Pertence ao Código de Processo Civil (Lei n.º 41/2013, de 26 de Junho)
Este artigo estabelece que quando uma pessoa intervém como assistente numa causa (apoiando uma das partes), fica vinculada pela sentença final. Isto significa que, em processos posteriores, o assistente não pode questionar os factos ou a interpretação legal que o tribunal já decidiu. No entanto, existem duas exceções importantes. Primeiro, o assistente pode não estar vinculado se provar que, no momento em que entrou no processo, as circunstâncias ou o comportamento da parte principal lhe impediram de apresentar argumentos ou provas decisivos. Segunda exceção: se o assistente desconhecia completamente a existência de argumentos ou provas relevantes que poderiam ter alterado o resultado, e a parte principal não os usou propositadamente ou por grande negligência. Em resumo: o assistente é geralmente obrigado a aceitar o que o tribunal decidiu, mas pode ficar livre dessa obrigação em situações muito específicas onde foi prejudicado ou enganado.
Um vizinho intervém como assistente apoiando quem comprou um terreno. O tribunal decide que a propriedade é legítima. Numa causa posterior, o vizinho não pode argumentar que o título é inválido — está vinculado pela decisão anterior. Só poderia escapar a isto se provasse que a parte principal lhe ocultou documentos importantes no primeiro processo.

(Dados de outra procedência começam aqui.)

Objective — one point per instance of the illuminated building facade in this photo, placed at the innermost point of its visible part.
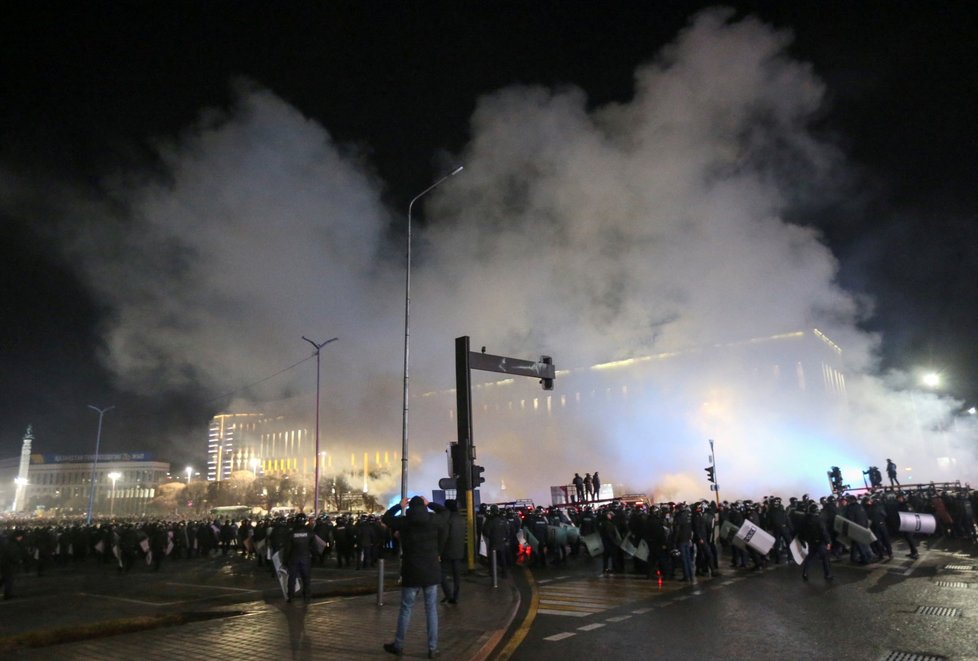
(276, 446)
(125, 483)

Um sócio intervém apoiando a empresa numa ação de indemnização. O tribunal reconhece que a empresa não foi negligente. O sócio fica vinculado a esse reconhecimento em futuras disputas. Mas se o sócio demonstrar que não teve oportunidade de apresentar provas durante o processo, pode ficar desobrigado dessa vinculação.
Um credor intervém como assistente num processo de insolvência e o tribunal estabelece certos factos sobre a responsabilidade do devedor. Posteriormente, esse credor fica obrigado a aceitar esses mesmos factos em reclamações contra o insolvente, salvo se houver desconhecimento justificado de provas que poderiam ter mudado tudo.